Stakeholders are telling the Midwest Independent Transmission System Operator (MISO) that if adequate transmission were in place in the heartland, new developments of both coal-fired and wind-powered generation would occur, but for now there is insufficient transmission to keep up with new generating plants coming online in the region, a top official with MISO said last Wednesday.

“In general, if you look at it relative to the needs, limited transmission has been built for decades,” said MISO President James Torgerson. Constraints exist for delivery of both renewable and nonrewable resources in the Midwest, Torgerson said in comments made at a FERC Midwest energy infrastructure conference in Chicago. “Particularly, for new development located in remoter, congested areas,” he noted.

“We’re seeing several congested areas where new requests will not be accommodated without significant new transmission,” Torgerson said. “Currently, our queue has 144 active interconnection requests — and this does not include the Grid American companies — that total 48,000 MW,” Torgerson said.

“Stakeholders have told us that if transmission were in place, we would see developments of new coal and wind that tends to be located more remotely from load centers, and this would increase fuel diversity,” the MISO official told the conference. Indeed, the American Wind Energy Association has plans for wind development in the Midwest that includes projections of as much as 10,000 MW that could be available to markets in the region.

Meanwhile, another panel at the conference examined energy transfer issues between the U.S. and Canada. The roundtable discussion looked at infrastructure constraints and improvements needed in energy supply and transmission between the U.S. and Canada.
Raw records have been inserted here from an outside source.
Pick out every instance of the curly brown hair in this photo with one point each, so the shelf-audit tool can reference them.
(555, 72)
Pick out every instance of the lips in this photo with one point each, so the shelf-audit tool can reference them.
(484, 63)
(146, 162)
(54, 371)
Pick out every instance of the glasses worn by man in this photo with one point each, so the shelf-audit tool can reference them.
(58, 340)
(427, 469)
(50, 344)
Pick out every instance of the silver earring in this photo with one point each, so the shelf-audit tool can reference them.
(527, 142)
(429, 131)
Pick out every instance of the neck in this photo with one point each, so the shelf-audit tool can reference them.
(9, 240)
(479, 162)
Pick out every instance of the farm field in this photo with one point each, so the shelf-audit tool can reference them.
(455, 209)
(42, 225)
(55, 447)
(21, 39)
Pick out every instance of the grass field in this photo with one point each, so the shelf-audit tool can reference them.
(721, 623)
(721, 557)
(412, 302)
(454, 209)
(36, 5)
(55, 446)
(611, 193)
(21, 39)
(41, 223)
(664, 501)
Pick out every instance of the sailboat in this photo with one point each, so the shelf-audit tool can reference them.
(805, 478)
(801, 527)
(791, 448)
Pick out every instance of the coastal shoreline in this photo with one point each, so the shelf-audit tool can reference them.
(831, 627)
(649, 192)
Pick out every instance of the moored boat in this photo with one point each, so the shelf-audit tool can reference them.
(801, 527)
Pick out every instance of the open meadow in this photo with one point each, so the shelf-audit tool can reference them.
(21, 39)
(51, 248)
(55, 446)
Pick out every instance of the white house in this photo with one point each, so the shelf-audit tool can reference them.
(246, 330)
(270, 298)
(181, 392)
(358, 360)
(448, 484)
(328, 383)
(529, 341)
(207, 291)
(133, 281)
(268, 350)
Manitoba Hydro’s Ron Mazur said that a lot of the transmission constraints that exist in the system inhibiting additional power exports from Manitoba into the U.S. are constraints that are primarily further south of the Canadian-U.S. border. “Getting beyond the Minneapolis area, from our aspect, is certainly difficult and there’s a lot of competition for the transmission system.”

According to Mazur, there’s about 4,000 MW to 5,000 MW of economically and environmentally developable hydro power that remains available. “However, that development would require major interconnections into the U.S. or into our neighboring provinces and those interconnections coming into the Midwest would at least have to get up to Minneapolis, but perhaps further.”

In order to accomplish and invest “in this type of climate, we think we’d need some long-term power sales agreements, with some certainty in that investment,” Mazur said. In addition, the Manitoba Hydro official said with any additional transmission that might be built, the company “would need to be able to have some indication that we could be able to use it for the generation we’d develop.”

Manitoba Hydro’s interconnection capability south to the U.S. is about 2,100 MW. “East and West, to our neighboring provinces, it’s considerably less in the order of 300 MW.” Mazur said that Manitoba Hydro supplies approximately 10% of Minnesota’s energy needs.

The company has a coordination agreement with MISO that “makes Manitoba Hydro look like a MISO member from a tariff perspective,” the Manitoba Hydro executive went on to note. “We believe that through the coordination agreement between Manitoba Hydro and MISO, seams issues are virtually eliminated,” Mazur said.